Performance Analysis of Quantum Annealing with CNN Model For Analyzing and Predicting Abnormalities in DNA Sequence of Pleuro Pulmonary Blastoma

Abstract

Abstract One of the scary diseases is cancer which affects the human body and causes death. For four to five decades, the healthcare and medical industries were not efficient in diagnosing and treating cancer diseases at the earlier stage. It was tough to identify the patient affected by cancer from the symptoms and root causes. Some of the earlier research works have provided medical image-based cancer diagnosis, but the accuracy is poor. Earlier medical industrieshave found that identifying genetic disorders helps estimate the risk level of the diseases and is the first phenotype method. Most diseases are identified and cured by diagnosing the patient's DNA/RNA, which gives high accuracy. So, the medical industries have focused on identifying cancer diseases by diagnosing the DNA/RNA sequences. This paper aims to identify the pathogenic variants related to the risk level of PPB cancer in DICER1. This paper uses the Quantum Annealing (QA) method to analyze the DNA data efficiently since it needs more computational time, space, and an automatic tuning model.It is proved that the potential of the QA method in terms of various reduced complexities when compared with the Convolution Neural Network for DNA sequence analysis. In addition, quantum computers' raw power is utilized through Hamiltonian optimization algorithms that work based on codon optimization. It also discusses the issues faced in implementing them in real-time applications. It helps in the faster and more efficient processing of DNA sequences.

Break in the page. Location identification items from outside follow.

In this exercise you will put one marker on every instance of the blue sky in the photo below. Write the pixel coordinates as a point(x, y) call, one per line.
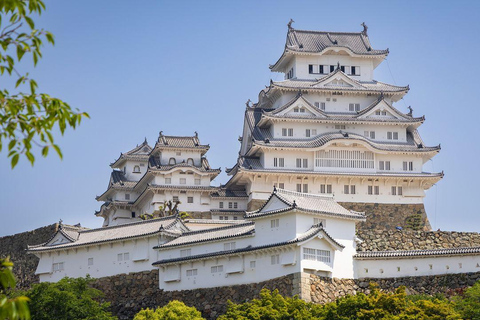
point(185, 66)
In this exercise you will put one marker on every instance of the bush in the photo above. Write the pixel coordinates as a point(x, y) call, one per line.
point(174, 310)
point(67, 299)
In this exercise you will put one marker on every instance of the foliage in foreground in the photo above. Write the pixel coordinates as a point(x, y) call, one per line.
point(27, 119)
point(11, 308)
point(174, 310)
point(67, 299)
point(375, 305)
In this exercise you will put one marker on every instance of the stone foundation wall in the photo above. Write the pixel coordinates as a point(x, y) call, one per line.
point(390, 216)
point(383, 240)
point(129, 293)
point(25, 264)
point(327, 290)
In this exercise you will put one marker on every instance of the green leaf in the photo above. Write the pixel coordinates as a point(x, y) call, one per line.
point(30, 22)
point(15, 160)
point(57, 149)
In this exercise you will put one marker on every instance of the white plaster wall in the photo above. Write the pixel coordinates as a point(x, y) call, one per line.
point(264, 270)
point(425, 266)
point(105, 260)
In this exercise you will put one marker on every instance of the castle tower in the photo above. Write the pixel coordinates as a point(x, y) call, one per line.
point(330, 128)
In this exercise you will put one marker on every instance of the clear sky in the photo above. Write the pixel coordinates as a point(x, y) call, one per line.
point(139, 67)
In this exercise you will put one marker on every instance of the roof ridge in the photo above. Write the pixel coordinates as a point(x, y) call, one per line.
point(130, 224)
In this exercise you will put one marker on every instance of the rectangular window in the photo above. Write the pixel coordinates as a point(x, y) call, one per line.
point(216, 269)
point(58, 266)
point(192, 272)
point(305, 188)
point(354, 107)
point(229, 246)
point(299, 163)
point(316, 255)
point(274, 223)
point(185, 253)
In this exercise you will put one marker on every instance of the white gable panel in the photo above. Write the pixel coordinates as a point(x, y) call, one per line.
point(289, 258)
point(44, 265)
point(235, 265)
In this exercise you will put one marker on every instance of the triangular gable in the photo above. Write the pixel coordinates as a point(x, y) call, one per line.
point(324, 236)
point(381, 110)
point(274, 203)
point(337, 79)
point(298, 106)
point(58, 238)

The proposed BQM model is simulated and tested using python and Qiskit 0.16.4 libraries with an open-source dataset. The QA and CNN models' simulation results are verified and evaluated using different data with different number states of the sequences. The results are also compared with the other state-of-the-art method for evaluating the performance of the QA model. From the computational and estimated output, it is found that the proposed QA model outperforms others.